Ch6.3: Passing Arguments
Overview
When you call a function, you pass arguments to its parameters. C++ provides several ways to pass arguments, each with different behavior and performance characteristics.
In this chapter, you will learn:
- pass‑by‑value
- pass‑by‑reference (
&) - pass‑by‑const‑reference (
T const &) - why some functions cannot work without references
- how
::std::ranges::swapand::std::ranges::iter_swapwork
1. Pass‑by‑value
When you pass an argument by value, the function receives its own copy of the argument.
void increment(int x)
{
++x; // modifies the copy
}
int main()
{
int a{5};
increment(a);
// a is still 5
}
Pass‑by‑value is simple and safe, but copying large objects can be expensive.
2. Pass‑by‑reference (&)
When you pass an argument by reference, the function receives an alias to the original object. No copy is made.
void increment(int & x)
{
++x; // modifies the original
}
int main()
{
int a{5};
increment(a);
// a is now 6
}
Pass‑by‑reference allows the function to modify the caller’s variable.
3. Pass‑by‑const‑reference (T const &)
When you pass an argument by const reference, the function receives a reference to the original object, but cannot modify it.
void print_twice(::fast_io::string const & s)
{
::fast_io::println(s);
::fast_io::println(s);
}
This is ideal for large objects such as:
::fast_io::string::fast_io::vector<T>- structs and classes
It avoids copying while guaranteeing that the function cannot change the data.
4. Why pass‑by‑value cannot modify the caller (swap example)

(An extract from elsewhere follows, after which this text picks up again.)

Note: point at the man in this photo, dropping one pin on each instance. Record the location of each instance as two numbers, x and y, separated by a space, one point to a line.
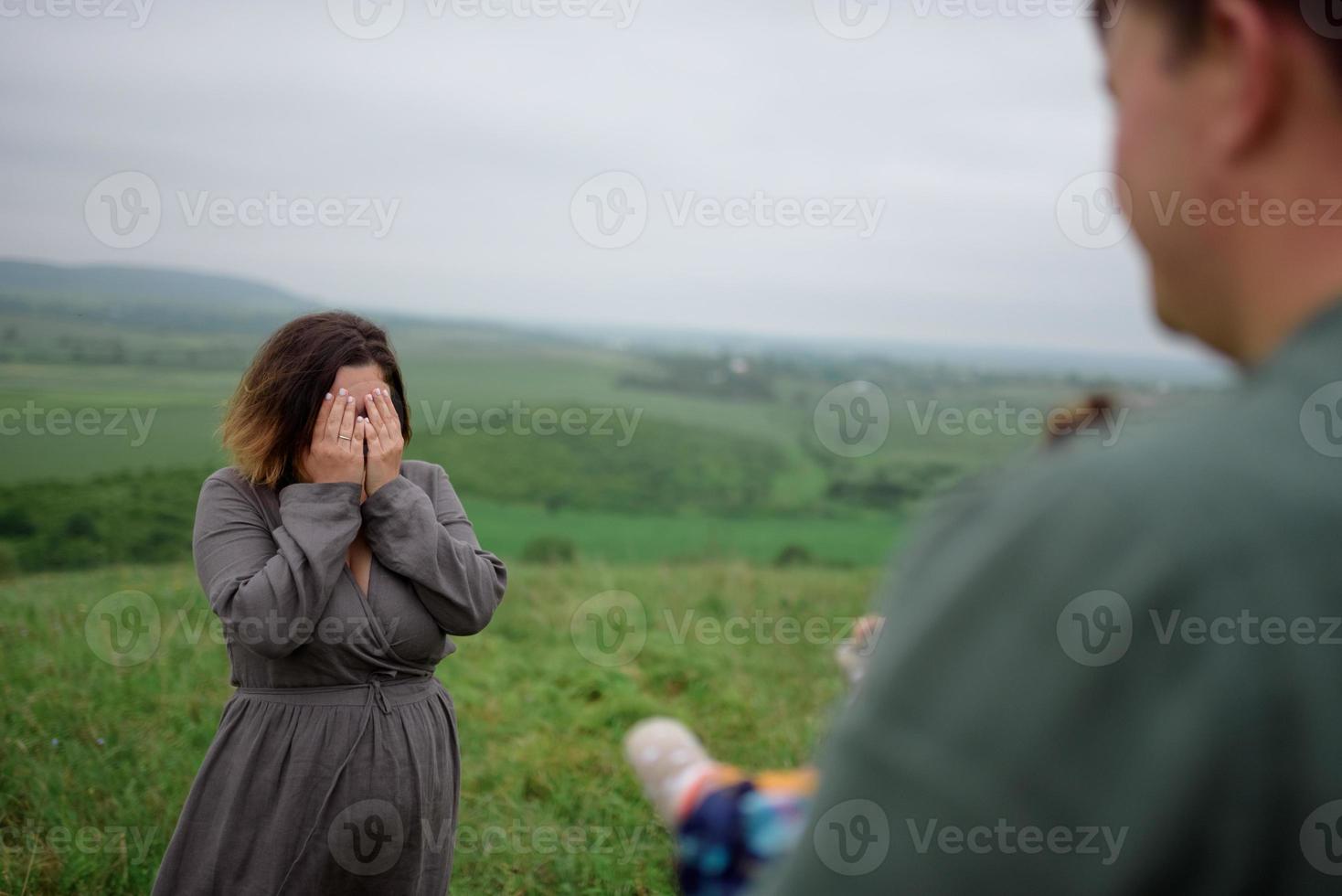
1120 669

A classic example is a swap function. If you write it using
pass‑by‑value, it will not work.
void bad_swap(int a, int b)
{
int temp{a};
a = b;
b = temp;
}
int main()
{
int x{10};
int y{20};
bad_swap(x, y);
// x is still 10, y is still 20
}
This fails because a and b are copies.
Correct swap using references
void good_swap(int & a, int & b)
{
int temp{a};
a = b;
b = temp;
}
int main()
{
int x{10};
int y{20};
good_swap(x, y);
// x is now 20, y is now 10
}
Here, a and b refer to the original variables.

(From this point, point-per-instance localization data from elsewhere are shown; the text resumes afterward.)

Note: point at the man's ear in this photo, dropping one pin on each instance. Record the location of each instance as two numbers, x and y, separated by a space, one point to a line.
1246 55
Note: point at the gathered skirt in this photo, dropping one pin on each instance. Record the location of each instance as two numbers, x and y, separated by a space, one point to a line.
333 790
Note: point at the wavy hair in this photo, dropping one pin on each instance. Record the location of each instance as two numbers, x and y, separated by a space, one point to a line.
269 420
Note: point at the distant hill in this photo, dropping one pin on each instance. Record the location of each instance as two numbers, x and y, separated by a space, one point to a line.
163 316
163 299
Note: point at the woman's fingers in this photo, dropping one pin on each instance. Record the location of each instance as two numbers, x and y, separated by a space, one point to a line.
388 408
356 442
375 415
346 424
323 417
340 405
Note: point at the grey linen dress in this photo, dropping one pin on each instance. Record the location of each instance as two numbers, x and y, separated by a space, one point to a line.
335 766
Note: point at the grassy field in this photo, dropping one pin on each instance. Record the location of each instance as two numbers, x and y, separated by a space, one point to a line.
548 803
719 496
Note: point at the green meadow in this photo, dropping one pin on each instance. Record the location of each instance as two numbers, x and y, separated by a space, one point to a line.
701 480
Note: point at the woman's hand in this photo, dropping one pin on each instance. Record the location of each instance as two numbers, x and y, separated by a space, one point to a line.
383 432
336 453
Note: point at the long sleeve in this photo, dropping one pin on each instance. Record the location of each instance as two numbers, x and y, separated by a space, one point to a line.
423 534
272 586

Swap using ::std::ranges::swap (preferred for objects)
#include <concepts> // defines ::std::ranges::swap
int main()
{
int x{10};
int y{20};
::std::ranges::swap(x, y);
// x is now 20, y is now 10
}
::std::ranges::swap is the modern, standard way to swap objects.
Swap using pointers and ::std::ranges::iter_swap
When you have pointers or iterators, use ::std::ranges::iter_swap.

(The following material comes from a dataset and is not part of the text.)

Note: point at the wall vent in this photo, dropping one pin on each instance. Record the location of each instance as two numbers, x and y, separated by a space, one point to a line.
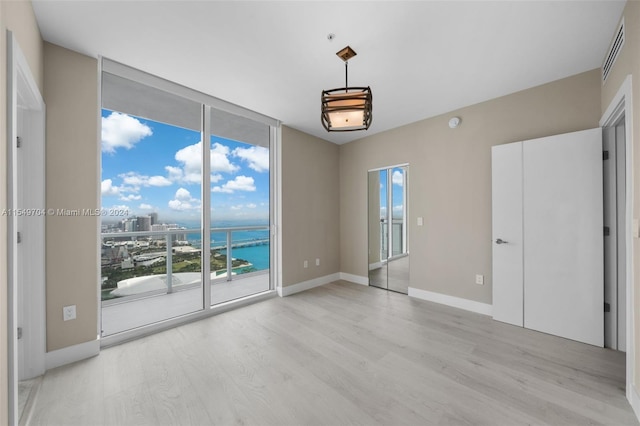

#include <iterator> // defines ::std::ranges::iter_swap
int main()
{
int x{10};
int y{20};
int * px{::std::addressof(x)};
int * py{::std::addressof(y)};
::std::ranges::iter_swap(px, py); // swaps *px and *py
// x is now 20, y is now 10
}
::std::ranges::iter_swap swaps the values pointed to by the
iterators or pointers.
Where these functions are defined
#include <concepts> // ::std::ranges::swap
#include <iterator> // ::std::ranges::iter_swap
These headers provide the concepts and iterator utilities that power the
ranges versions of swap.
5. When to use each method
Use pass‑by‑value when:
- the parameter is small (e.g.,
int,double) - you need a local copy anyway
Use pass‑by‑reference when:
- the function must modify the caller’s variable
Use pass‑by‑const‑reference when:
- the object is large
- you do not want to copy it
- the function should not modify it
These three forms cover almost all function parameter usage in modern C++.
Key takeaways
- Pass‑by‑value copies the argument.
- Pass‑by‑reference allows modification of the original.
- Pass‑by‑const‑reference avoids copying while preventing modification.
- Use
T const &for large objects such as strings and vectors. - Pass‑by‑value is fine for small types like
intanddouble. - A swap written with pass‑by‑value does not work.
- Use
::std::ranges::swapfor objects. - Use
::std::ranges::iter_swapfor pointers and iterators. ::std::ranges::swapis defined in<concepts>.::std::ranges::iter_swapis defined in<iterator>.